19 Ağustos 1868’de İstanbul Cihangir’de doğdu. Asıl adı Mahmud Celâleddin’dir. Ailesi, baba tarafından XVII. yüzyılın başında Kırım’dan İstanbul’a göç etmiş Tatar Osman Ağa’ya kadar ulaşır. Dedesi, III. Selim ve II. Mahmud dönemlerinin ünlü bestekârı musâhib Hacı İzzet Şâkir Ağa, babası Gazhâne başkâtibi Musahibzâde Mehmed Ali Bey’dir. Aile Şâkir Ağa’nın musâhiblik görevinden dolayı Musahibzâde olarak anılmıştır. Tophane’deki Fîruz Ağa Sıbyan Mektebi’nde başladığı öğrenimini aynı yerde Feyziye Rüşdiyesi’nde sürdüren Musahibzâde Celâl Süleymaniye’deki Numûne-i Terakkî İdâdîsi’ni bitirdi. 1889’da Bâbıâli Tercüme Odası hulefâlığı göreviyle memuriyete başladı. Bir süre Hukuk Mektebi’ne devam ettiyse de bitiremedi. 1908’de II. Meşrutiyet’in ilânı üzerine umumi tensîkat sırasında Tercüme Odası’ndaki görevinden ayrılarak kendini oyun yazarlığına verdi. 1914 yılında Şehzade Tevfik Efendi’nin sarayından Firdevs Nikteristan Hanım’la evlendi. Ağır savaş şartları yüzünden geçim sıkıntısı çekmeye başlayınca tekrar memuriyet istemek zorunda kaldı. 1917’de Üsküdar’da çarşı etiketleri kontrol memurluğuna, 1920’de maliye tahsil memurluğuna getirildi. Şubat 1923’te emekli oldu. Altı ay sonra Evkaf Müzesi’nde, tekke ve türbelerden toplanan elbise ve sakal-ı şerif bohçalarıyla Şark kumaş ve şallarından bir koleksiyonun hazırlanması işinde görev aldı. Oyunlarının ilgi görmesi üzerine buradan ayrılıp tekrar oyun yazarlığına döndü. 1927’den sonra bir süre geçimini oyunlarının geliriyle sağladı. Şehir Tiyatroları Kütüphanesi’ndeki görevini de ölümüne kadar sürdürdü. Yaşı ilerledikçe daha önce geçirdiği bir hastalıktan dolayı görme problemi arttı, bu yüzden çalışmaları zorlaştı. 20 Temmuz 1959’da öldü, cenazesi Karacaahmet Mezarlığı’na defnedildi.
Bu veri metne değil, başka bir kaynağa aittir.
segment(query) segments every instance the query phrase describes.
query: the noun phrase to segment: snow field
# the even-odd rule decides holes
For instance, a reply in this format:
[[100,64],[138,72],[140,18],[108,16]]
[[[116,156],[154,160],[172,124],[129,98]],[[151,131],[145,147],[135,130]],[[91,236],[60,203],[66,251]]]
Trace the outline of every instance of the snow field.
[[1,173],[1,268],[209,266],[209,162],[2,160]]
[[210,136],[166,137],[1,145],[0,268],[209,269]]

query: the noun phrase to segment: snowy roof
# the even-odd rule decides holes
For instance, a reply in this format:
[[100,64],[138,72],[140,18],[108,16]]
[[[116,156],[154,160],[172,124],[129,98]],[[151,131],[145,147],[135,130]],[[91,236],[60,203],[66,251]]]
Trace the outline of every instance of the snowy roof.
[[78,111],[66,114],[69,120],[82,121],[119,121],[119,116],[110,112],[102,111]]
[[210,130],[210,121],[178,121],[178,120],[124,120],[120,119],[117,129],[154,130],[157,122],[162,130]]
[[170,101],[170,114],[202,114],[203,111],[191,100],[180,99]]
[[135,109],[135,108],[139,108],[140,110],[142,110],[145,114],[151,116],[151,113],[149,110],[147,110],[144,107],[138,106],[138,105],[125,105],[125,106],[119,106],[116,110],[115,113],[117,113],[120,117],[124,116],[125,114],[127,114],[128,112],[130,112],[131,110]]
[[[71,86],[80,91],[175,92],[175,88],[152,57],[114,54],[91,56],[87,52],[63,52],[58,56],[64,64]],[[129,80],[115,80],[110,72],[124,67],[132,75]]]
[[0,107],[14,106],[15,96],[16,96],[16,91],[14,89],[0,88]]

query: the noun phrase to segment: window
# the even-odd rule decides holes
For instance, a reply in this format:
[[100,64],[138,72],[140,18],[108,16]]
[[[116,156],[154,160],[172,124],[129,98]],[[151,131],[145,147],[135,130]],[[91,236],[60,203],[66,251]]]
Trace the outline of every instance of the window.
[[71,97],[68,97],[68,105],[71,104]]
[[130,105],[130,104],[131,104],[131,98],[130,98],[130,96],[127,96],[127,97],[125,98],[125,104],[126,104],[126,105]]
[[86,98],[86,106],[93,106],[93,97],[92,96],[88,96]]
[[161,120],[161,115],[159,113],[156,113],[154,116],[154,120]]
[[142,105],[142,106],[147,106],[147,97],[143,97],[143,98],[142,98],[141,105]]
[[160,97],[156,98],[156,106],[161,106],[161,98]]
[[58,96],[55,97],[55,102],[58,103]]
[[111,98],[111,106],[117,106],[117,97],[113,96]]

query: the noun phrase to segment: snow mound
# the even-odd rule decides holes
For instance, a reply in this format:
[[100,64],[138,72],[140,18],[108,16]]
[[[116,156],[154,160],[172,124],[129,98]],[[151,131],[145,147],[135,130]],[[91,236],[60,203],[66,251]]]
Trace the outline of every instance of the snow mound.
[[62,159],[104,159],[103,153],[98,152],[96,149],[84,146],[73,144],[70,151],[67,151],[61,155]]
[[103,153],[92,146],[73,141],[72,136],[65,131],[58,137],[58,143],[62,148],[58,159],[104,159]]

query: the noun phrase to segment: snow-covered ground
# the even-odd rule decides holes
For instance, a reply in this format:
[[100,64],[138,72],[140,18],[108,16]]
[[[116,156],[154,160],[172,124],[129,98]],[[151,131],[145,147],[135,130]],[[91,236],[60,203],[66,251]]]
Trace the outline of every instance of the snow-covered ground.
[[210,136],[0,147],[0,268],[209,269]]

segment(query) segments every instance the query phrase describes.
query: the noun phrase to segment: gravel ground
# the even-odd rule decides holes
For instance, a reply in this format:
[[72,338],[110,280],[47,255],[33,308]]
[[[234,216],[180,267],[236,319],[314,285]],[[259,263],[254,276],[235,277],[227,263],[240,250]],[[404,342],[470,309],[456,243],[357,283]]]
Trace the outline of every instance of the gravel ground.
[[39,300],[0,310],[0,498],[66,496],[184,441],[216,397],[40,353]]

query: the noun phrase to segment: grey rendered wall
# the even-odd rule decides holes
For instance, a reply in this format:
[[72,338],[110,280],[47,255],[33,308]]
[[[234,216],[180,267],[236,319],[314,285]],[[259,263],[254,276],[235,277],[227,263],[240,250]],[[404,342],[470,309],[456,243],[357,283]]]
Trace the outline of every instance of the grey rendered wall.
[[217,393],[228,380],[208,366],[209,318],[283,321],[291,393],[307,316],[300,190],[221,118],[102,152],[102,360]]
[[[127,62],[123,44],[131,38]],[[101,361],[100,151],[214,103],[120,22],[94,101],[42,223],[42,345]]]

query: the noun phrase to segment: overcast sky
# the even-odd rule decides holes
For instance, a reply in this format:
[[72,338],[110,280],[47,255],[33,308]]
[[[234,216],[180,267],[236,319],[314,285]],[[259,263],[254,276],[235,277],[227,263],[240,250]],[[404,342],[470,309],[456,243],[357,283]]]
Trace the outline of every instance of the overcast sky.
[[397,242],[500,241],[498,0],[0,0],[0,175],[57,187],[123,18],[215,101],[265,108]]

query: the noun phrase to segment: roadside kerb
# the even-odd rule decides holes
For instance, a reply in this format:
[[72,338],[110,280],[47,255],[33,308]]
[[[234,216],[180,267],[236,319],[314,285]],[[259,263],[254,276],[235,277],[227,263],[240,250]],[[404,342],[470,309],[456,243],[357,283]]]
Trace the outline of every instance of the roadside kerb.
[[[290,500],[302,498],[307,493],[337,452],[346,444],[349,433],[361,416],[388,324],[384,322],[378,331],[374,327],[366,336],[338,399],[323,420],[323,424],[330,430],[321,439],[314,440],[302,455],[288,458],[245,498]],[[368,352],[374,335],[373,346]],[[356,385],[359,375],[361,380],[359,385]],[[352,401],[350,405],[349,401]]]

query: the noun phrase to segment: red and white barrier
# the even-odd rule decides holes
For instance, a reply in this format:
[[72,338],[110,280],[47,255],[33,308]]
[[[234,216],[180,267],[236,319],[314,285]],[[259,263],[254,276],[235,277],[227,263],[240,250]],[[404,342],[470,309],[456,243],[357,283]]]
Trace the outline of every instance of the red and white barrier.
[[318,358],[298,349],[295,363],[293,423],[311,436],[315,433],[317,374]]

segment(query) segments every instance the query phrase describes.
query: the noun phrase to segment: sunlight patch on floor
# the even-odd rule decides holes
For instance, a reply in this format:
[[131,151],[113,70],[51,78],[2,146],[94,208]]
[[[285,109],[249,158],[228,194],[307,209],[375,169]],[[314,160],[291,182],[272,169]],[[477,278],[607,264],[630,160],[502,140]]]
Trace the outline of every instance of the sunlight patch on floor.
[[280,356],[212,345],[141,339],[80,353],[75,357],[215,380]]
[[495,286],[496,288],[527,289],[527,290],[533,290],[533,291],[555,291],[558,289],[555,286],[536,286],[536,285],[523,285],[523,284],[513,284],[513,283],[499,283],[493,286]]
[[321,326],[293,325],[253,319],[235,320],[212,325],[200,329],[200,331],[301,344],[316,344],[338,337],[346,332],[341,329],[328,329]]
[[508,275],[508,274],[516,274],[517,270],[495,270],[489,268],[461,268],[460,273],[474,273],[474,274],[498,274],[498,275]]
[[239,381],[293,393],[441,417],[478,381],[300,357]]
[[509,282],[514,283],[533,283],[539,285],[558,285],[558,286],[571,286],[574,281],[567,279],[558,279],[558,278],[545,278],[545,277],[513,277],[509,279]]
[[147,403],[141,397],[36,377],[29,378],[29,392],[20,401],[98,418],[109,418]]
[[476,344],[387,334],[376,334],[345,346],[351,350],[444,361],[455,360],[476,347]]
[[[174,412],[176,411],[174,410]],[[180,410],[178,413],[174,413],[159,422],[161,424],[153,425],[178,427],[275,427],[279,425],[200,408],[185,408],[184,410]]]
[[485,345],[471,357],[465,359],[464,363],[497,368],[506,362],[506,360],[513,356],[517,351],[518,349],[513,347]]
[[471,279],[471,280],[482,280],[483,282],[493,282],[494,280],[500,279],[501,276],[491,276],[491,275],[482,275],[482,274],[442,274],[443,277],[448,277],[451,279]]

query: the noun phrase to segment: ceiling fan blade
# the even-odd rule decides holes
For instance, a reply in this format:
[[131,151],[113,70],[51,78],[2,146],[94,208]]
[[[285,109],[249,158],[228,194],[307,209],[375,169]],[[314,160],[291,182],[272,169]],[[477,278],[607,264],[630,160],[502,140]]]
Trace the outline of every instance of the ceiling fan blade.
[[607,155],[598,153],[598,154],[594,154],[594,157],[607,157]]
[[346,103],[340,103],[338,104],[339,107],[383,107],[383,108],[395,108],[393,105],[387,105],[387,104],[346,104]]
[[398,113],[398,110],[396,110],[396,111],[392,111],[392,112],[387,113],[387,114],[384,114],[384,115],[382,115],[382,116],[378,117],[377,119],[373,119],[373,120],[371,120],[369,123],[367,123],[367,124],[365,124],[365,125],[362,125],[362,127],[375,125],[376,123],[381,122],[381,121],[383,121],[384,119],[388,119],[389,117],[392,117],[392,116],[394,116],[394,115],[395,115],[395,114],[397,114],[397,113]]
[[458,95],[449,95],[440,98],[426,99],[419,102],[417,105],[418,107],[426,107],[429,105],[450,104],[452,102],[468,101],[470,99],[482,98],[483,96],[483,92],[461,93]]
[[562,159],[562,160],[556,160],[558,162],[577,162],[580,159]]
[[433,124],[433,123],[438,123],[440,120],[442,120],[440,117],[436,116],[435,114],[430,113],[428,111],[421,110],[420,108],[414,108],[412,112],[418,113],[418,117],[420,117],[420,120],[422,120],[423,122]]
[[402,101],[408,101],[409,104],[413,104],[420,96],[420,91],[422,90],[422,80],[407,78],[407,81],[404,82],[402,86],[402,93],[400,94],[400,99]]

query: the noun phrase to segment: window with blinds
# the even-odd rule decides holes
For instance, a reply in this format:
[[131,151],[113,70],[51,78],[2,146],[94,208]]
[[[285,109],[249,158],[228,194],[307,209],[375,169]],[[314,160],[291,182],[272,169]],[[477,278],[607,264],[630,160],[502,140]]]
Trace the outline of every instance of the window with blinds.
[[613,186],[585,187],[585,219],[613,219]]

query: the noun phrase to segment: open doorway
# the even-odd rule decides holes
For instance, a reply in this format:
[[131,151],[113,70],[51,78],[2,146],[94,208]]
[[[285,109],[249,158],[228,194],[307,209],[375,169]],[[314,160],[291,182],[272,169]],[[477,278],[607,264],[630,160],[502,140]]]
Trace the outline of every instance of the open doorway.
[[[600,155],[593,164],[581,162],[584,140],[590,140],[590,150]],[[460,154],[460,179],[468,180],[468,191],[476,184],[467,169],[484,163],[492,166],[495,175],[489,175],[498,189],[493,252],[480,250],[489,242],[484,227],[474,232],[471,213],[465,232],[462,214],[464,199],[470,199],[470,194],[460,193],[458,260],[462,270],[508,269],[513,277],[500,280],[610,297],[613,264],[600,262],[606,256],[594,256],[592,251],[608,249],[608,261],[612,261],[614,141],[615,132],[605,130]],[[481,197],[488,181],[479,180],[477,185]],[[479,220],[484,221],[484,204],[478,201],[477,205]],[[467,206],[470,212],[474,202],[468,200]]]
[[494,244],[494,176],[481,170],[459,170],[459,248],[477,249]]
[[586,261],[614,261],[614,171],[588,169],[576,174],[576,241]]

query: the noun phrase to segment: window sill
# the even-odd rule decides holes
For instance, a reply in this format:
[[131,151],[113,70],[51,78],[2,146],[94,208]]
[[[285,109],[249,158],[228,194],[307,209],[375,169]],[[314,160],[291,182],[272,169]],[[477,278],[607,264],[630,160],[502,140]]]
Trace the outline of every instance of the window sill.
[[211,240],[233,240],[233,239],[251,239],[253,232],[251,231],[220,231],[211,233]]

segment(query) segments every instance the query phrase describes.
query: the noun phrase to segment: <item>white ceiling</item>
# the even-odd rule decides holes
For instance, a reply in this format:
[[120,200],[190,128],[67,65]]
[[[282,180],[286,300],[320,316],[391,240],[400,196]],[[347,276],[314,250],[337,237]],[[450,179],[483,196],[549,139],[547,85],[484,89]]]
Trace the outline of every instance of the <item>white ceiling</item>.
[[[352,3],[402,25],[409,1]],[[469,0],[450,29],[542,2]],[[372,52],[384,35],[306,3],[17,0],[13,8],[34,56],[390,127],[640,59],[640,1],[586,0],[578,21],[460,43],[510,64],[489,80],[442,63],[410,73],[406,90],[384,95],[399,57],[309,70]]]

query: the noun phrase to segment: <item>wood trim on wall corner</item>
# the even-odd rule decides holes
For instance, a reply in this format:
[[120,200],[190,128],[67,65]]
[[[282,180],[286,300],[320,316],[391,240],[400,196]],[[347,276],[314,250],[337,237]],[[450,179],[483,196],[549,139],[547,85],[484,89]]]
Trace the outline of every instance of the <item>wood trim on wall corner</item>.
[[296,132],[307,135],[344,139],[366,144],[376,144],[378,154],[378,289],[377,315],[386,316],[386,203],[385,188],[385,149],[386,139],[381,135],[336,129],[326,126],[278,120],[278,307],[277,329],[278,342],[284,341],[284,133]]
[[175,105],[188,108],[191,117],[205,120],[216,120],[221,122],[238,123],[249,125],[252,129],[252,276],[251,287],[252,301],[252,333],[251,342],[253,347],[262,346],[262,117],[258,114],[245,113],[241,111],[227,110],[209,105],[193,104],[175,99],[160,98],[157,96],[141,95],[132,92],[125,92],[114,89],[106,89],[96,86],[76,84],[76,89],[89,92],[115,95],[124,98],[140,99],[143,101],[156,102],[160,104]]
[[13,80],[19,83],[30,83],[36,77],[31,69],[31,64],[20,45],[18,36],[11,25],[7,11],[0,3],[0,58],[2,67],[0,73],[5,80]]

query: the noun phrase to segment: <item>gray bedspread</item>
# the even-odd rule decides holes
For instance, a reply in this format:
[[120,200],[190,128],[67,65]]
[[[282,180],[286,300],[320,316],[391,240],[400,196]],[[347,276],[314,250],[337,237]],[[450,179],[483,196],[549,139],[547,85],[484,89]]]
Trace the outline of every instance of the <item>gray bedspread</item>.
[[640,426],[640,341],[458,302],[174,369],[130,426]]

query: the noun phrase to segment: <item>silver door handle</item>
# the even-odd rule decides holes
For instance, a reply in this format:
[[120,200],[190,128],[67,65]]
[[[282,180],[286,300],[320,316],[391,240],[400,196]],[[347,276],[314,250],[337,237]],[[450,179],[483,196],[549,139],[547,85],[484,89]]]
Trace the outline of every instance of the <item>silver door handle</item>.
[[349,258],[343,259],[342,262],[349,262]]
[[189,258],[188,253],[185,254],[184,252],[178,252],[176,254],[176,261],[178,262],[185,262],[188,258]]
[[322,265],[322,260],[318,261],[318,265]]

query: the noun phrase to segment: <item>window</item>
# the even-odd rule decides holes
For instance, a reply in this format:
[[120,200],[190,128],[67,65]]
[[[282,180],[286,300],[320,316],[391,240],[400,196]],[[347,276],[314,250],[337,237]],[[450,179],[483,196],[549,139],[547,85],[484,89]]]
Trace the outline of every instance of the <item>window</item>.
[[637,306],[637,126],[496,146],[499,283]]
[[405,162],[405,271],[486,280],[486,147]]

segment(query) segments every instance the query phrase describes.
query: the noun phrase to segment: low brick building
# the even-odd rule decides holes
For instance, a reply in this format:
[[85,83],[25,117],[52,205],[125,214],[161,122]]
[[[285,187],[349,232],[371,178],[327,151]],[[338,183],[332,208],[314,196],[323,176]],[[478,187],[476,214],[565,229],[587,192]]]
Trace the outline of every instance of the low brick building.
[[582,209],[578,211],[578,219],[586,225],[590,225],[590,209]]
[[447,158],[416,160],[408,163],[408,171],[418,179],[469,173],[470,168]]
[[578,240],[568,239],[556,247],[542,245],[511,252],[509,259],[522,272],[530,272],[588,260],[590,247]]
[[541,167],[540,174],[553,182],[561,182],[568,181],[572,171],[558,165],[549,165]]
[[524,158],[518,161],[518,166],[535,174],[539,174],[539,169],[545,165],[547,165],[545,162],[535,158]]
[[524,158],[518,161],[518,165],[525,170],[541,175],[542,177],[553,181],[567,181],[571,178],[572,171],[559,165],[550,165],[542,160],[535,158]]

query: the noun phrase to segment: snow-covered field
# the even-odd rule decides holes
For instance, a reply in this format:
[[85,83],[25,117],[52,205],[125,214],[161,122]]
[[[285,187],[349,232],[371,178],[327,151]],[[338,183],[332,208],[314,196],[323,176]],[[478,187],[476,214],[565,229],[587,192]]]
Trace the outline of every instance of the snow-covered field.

Küçük yaştan itibaren orta oyunu, karagöz gibi geleneksel seyirlik sanatlara ilgi duyan Musahibzâde, on beş-on altı yaşlarındayken aralarında İbnürrefik Ahmed Nûri (Sekizinci), Rıza Tevfik (Bölükbaşı) ve Manyasizâde Refik Bey’in de bulunduğu


arkadaş grubuyla bir araya gelerek konaklarda orta oyunu oynamış, zenne rollerindeki başarısı dolayısıyla bir ara arkadaşları arasında “Kocakarı Celâl” diye anılmıştır. Daha önceki tiyatro edebiyatından ve Manakyan Tiyatrosu’nda gördüğü oyunlardan faydalanmış, onlara benzeterek yazdığı oyun denemelerini ise kimseye göstermeden yırtıp atmıştır. 1908’den sonrası ortamında önce Türk Kızı adlı eserini yazmıştır. O sıralarda seyrettiği bazı tarihî oyunlardan etkilenip kaleme aldığı Köprülüler Manakyan Efendi Kumpanyası tarafından oynanmış ve adının duyulmasını sağlayan ilk eseri olmuştur. Tarihî dram türünden tarih içindeki halk hayatını canlandıran toplumsal hiciv komedisine yönelişinin ilk eseri İstanbul Efendisi’dir. I. Dünya Savaşı ve Millî Mücadele yıllarında aynı anlayışın ürünü olan komediler yazmaya devam etmiş, 1919 yılında Kaptanzâde Ali Rızâ Bey gibi arkadaşlarıyla İstanbul Operet Heyeti’ni kurmuş, burada rejisörlük de yapmıştır. Oyun yazarlığı ve eserlerinin sahnelenmesi açısından 1927-1936 arası en verimli dönemi olmuş, Şehir Tiyatroları’nda ardarda oynanan eserleri gişe rekorları kırmıştır. Oyunları ancak 1936’da topluca basılabilmiştir. Bunlardan Aynaroz Kadısı 1938’de, Bir Kavuk Devrildi 1939’da Muhsin Ertuğrul tarafından filme alınmıştır. 13 Şubat 1952’de sanat hayatının kırkıncı yılı jübilesi yapılmış ve İstanbul Şehir Tiyatrosu’nda bir eseri temsil edilmiştir. Daha sonra Şehir Tiyatroları’nın Üsküdar sahnesine adı verilmiştir.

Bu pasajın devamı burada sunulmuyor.